ACTIVE PHAMACEUTICAL INGREDIENT SPECIFICATION
ACECLOFENAC
IP
Synonyms : [[[2-[(2,6-Dichlorophenyl)amino]phenyl]acetyl]oxy]acetic acid.
SAMPLING AND HANDLING
STORAGE REQUIREMENT
Store protected from light.
SAMPLING
Carry out the sampling as per SOP
QUANTITY OF COMPOSITE SAMPLE FOR ANALYSIS
15 g
QUANTITY OF RESERVE SAMPLE
2 x 15 g
RETEST PERIOD
One year
HAZARDS AND PRECAUTIONS, IF ANY
Use hand gloves and nose mask while sampling.
DISPOSITION OF ANALYTICAL SAMPLE
Carry out disposition of analytical sample as per SOP
STANDARDS
Molecular Formula: C16H13Cl2 NO4 Molecular weight : 354.20
DESCRIPTION: A White or almost white, crystalline powder.
SOLUBILITY: Freely soluble in acetone, Soluble in alcohol, chloroform; practically insoluble in water.
IDENTIFICATION:
Test A may be omitted if tests B and C are carried out.

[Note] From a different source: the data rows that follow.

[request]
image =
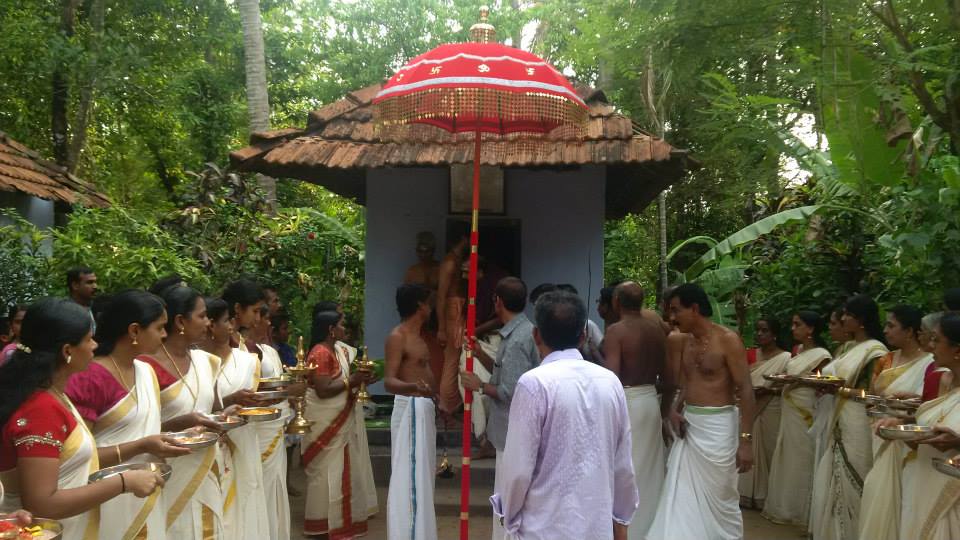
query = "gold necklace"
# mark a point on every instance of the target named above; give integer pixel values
(73, 410)
(223, 366)
(123, 381)
(180, 374)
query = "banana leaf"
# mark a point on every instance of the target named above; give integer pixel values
(749, 234)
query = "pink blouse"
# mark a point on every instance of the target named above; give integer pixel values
(94, 391)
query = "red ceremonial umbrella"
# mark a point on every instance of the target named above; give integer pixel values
(478, 87)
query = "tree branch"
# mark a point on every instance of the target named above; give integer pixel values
(917, 82)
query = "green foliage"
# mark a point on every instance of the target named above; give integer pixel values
(26, 272)
(630, 249)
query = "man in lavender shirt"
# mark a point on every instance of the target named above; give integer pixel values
(567, 466)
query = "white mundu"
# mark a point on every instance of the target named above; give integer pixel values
(766, 427)
(700, 498)
(478, 412)
(791, 467)
(838, 480)
(78, 460)
(273, 454)
(192, 497)
(933, 511)
(880, 506)
(135, 416)
(413, 460)
(241, 477)
(646, 431)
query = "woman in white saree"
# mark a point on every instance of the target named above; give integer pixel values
(271, 434)
(771, 360)
(47, 451)
(790, 481)
(899, 374)
(241, 474)
(192, 496)
(838, 480)
(931, 509)
(119, 397)
(341, 495)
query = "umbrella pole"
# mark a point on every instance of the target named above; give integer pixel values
(471, 333)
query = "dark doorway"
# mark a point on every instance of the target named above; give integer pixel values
(500, 249)
(500, 243)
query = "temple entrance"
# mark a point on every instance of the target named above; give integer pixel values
(500, 242)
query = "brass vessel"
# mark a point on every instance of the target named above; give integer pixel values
(300, 425)
(366, 367)
(445, 469)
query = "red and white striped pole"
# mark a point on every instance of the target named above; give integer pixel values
(471, 333)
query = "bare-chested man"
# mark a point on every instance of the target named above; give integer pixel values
(413, 432)
(708, 365)
(635, 349)
(451, 316)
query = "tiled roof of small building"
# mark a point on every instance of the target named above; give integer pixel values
(23, 170)
(340, 142)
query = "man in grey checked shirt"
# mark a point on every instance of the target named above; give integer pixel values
(517, 355)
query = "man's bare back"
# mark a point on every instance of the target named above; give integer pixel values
(407, 365)
(635, 348)
(707, 364)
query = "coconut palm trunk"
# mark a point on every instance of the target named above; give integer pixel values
(258, 102)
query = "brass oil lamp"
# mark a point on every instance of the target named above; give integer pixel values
(365, 366)
(300, 425)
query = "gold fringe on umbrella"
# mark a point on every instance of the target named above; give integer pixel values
(503, 114)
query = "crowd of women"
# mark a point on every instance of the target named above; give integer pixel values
(823, 461)
(86, 389)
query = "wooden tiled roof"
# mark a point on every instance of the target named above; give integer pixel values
(23, 170)
(340, 143)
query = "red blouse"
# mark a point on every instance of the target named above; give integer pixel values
(325, 360)
(931, 383)
(37, 429)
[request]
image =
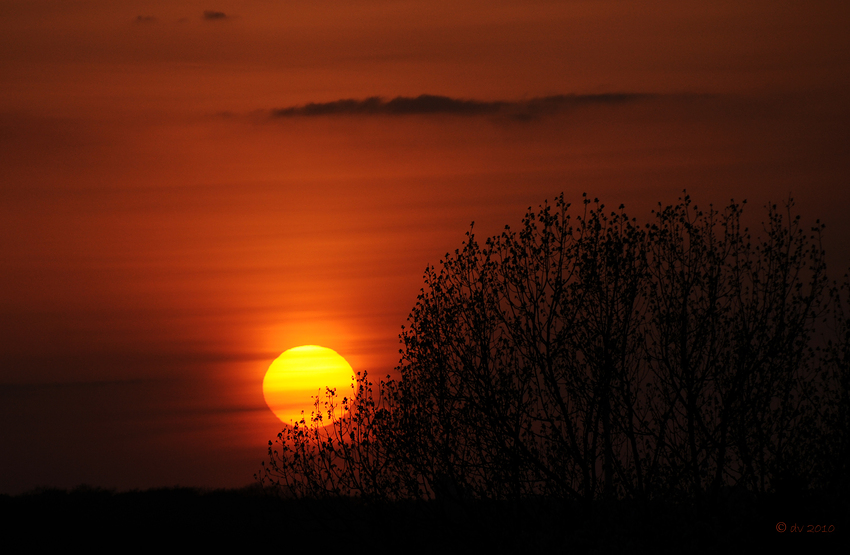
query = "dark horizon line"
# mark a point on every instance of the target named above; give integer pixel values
(429, 104)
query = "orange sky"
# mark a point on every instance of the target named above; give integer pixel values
(166, 235)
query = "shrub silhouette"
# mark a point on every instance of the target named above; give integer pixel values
(589, 358)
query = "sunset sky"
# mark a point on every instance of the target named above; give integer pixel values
(187, 189)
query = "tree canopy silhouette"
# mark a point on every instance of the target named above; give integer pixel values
(587, 357)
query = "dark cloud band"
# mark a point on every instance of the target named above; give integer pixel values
(433, 104)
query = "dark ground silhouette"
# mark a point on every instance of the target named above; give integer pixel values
(249, 518)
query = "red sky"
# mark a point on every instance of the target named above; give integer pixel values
(166, 235)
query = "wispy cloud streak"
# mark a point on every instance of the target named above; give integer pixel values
(426, 104)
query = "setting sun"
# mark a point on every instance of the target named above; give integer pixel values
(295, 378)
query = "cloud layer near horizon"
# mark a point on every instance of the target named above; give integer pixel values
(434, 104)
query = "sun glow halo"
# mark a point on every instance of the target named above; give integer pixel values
(295, 378)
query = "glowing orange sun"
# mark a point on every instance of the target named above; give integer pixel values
(297, 376)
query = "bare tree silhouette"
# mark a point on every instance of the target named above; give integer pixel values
(590, 358)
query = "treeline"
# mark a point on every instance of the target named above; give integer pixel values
(589, 358)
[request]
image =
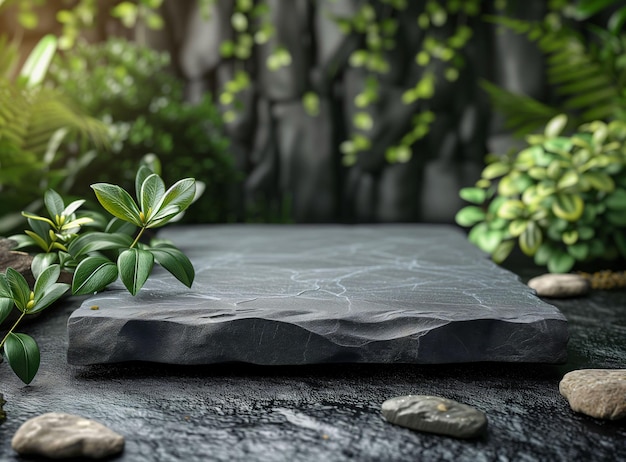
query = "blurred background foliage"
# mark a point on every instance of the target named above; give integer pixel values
(137, 94)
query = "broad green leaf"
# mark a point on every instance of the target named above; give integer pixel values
(94, 241)
(176, 199)
(531, 239)
(41, 261)
(135, 266)
(19, 288)
(469, 216)
(560, 262)
(143, 172)
(117, 202)
(176, 262)
(50, 295)
(54, 203)
(47, 277)
(6, 306)
(93, 274)
(152, 191)
(569, 207)
(36, 65)
(22, 353)
(555, 126)
(512, 209)
(503, 251)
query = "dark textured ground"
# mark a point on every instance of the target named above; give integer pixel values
(330, 412)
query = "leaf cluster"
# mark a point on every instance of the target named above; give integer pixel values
(99, 256)
(562, 199)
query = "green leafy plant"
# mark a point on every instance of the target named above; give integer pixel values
(21, 350)
(562, 199)
(33, 122)
(98, 257)
(130, 89)
(585, 66)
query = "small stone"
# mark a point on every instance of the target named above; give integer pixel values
(599, 393)
(60, 436)
(559, 285)
(435, 415)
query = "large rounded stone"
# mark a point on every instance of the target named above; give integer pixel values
(559, 285)
(599, 393)
(62, 436)
(435, 415)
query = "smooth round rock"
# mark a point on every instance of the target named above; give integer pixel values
(559, 285)
(435, 415)
(599, 393)
(61, 436)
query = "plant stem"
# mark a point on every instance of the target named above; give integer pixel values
(12, 328)
(138, 237)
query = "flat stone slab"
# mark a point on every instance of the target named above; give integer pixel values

Tests B and C may be omitted if test A is carried out.
A] The infrared absorption spectrum of the residue is concordant with the reference spectrum of aceclofenac or with the spectrum obtained from aceclofenac RS.
B] When examined in the range of 220 nm to 370 nm, the 0.002% w/v solution in methanol shows an absorption maximum at 275 nm.

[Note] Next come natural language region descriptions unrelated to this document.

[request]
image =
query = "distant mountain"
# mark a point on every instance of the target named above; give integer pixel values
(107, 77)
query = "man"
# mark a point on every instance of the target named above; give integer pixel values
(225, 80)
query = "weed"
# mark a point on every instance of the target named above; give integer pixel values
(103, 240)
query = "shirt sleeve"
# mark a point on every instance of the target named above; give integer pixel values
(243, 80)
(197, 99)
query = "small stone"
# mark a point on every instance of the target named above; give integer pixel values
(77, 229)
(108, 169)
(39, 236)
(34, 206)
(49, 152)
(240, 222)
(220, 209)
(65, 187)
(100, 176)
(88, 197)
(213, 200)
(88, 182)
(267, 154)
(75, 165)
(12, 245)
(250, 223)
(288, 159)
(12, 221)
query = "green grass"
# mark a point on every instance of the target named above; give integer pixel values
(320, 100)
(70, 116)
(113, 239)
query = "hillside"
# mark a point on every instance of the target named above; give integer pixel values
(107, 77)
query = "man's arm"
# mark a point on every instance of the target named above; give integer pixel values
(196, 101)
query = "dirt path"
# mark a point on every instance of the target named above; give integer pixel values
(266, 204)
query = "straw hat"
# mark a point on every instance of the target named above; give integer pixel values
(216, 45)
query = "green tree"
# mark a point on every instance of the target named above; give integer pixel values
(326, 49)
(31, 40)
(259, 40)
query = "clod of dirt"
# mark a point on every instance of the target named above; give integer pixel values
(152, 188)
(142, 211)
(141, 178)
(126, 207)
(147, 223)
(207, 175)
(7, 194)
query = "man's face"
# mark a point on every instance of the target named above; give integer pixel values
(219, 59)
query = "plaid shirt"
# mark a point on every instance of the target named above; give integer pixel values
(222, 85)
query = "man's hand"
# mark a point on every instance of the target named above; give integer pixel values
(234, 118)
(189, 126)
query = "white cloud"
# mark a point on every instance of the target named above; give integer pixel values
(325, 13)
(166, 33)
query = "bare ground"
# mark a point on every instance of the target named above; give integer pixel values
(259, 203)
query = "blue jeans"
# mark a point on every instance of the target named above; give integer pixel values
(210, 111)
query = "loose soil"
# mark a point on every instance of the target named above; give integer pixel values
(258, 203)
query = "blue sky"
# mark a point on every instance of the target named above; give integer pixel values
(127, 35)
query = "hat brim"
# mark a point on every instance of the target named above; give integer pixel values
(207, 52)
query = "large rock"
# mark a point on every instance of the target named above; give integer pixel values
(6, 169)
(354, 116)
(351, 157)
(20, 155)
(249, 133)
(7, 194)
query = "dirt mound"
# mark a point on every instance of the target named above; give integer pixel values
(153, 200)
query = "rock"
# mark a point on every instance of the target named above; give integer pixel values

C] A blue colour develops and a precipitate is formed.
RELATED SUBSTANCES: In the chromatogram obtained with test solution, the area of any secondary peak it not more than 0.5 times the area of peak in the chromatogram obtained with reference solution (b) (0.5%) and the sum of areas of all secondary peaks is not more than the area of the peak in the chromatogram obtained with the reference solution (b) (2.0%).

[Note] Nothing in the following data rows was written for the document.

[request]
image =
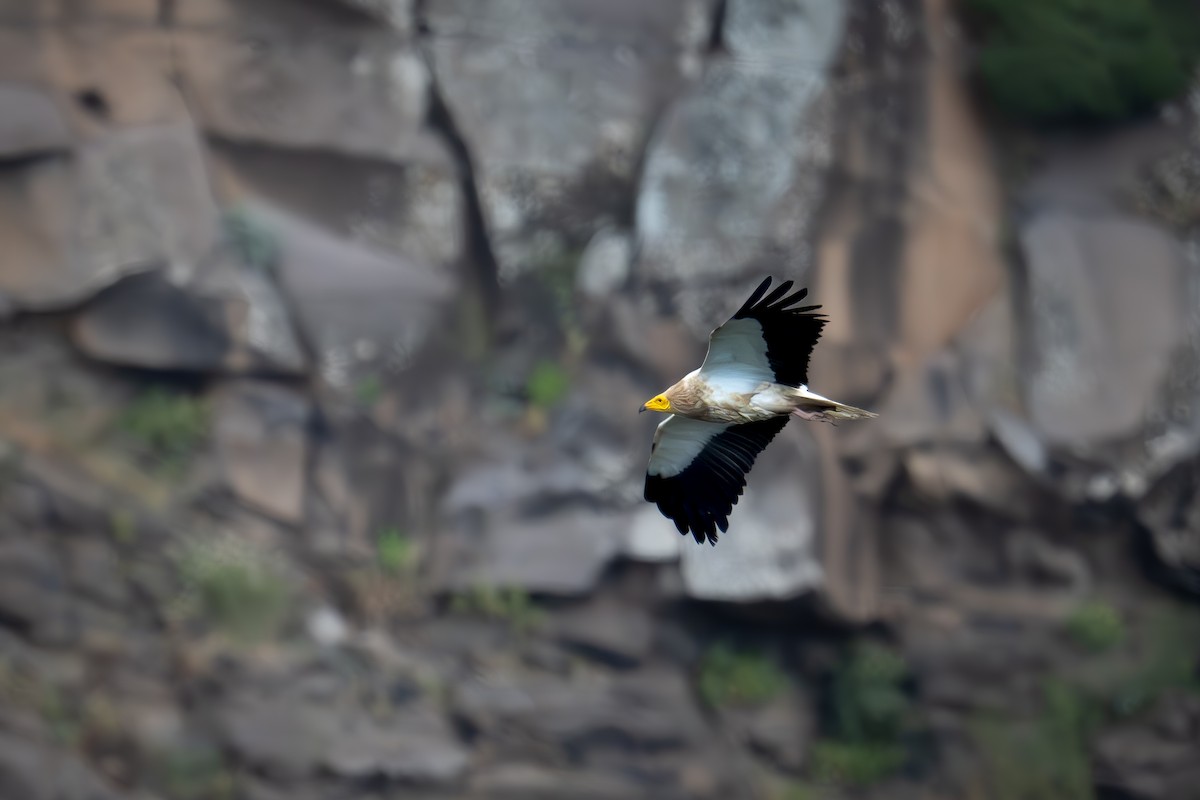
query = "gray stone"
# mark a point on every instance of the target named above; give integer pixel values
(297, 732)
(1171, 513)
(555, 101)
(1113, 374)
(78, 11)
(147, 320)
(262, 440)
(413, 208)
(648, 539)
(621, 635)
(538, 782)
(605, 264)
(418, 747)
(372, 312)
(397, 13)
(1149, 761)
(723, 187)
(30, 122)
(558, 553)
(783, 731)
(769, 552)
(125, 202)
(649, 709)
(34, 593)
(353, 91)
(95, 572)
(1102, 334)
(34, 773)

HEAVY METALS: Not more than 10 ppm.
SULPHATED ASH: Not more than 0.1%
LOSS ON DRYING: Not more than 0.5% w/w
ASSAY: Aceclofenac contains: Not less than 99.0% and not more than 101.0%, calculated with reference to the dried substances.
Note: * Represents test to be carried out while retesting.
TESTS AND METHODS
DESCRIPTION: Examine the composite samples and note the observations.
SOLUBILITY:
Freely soluble in acetone (1 g in 10 ml)
Soluble in methanol (1 g in 30 ml)
Practically insoluble in water (0.01 gm in 100 ml and over)
IDENTIFICATION:
Test A may be omitted if tests B and C are carried out. Tests B and C may be omitted if test A is carried out.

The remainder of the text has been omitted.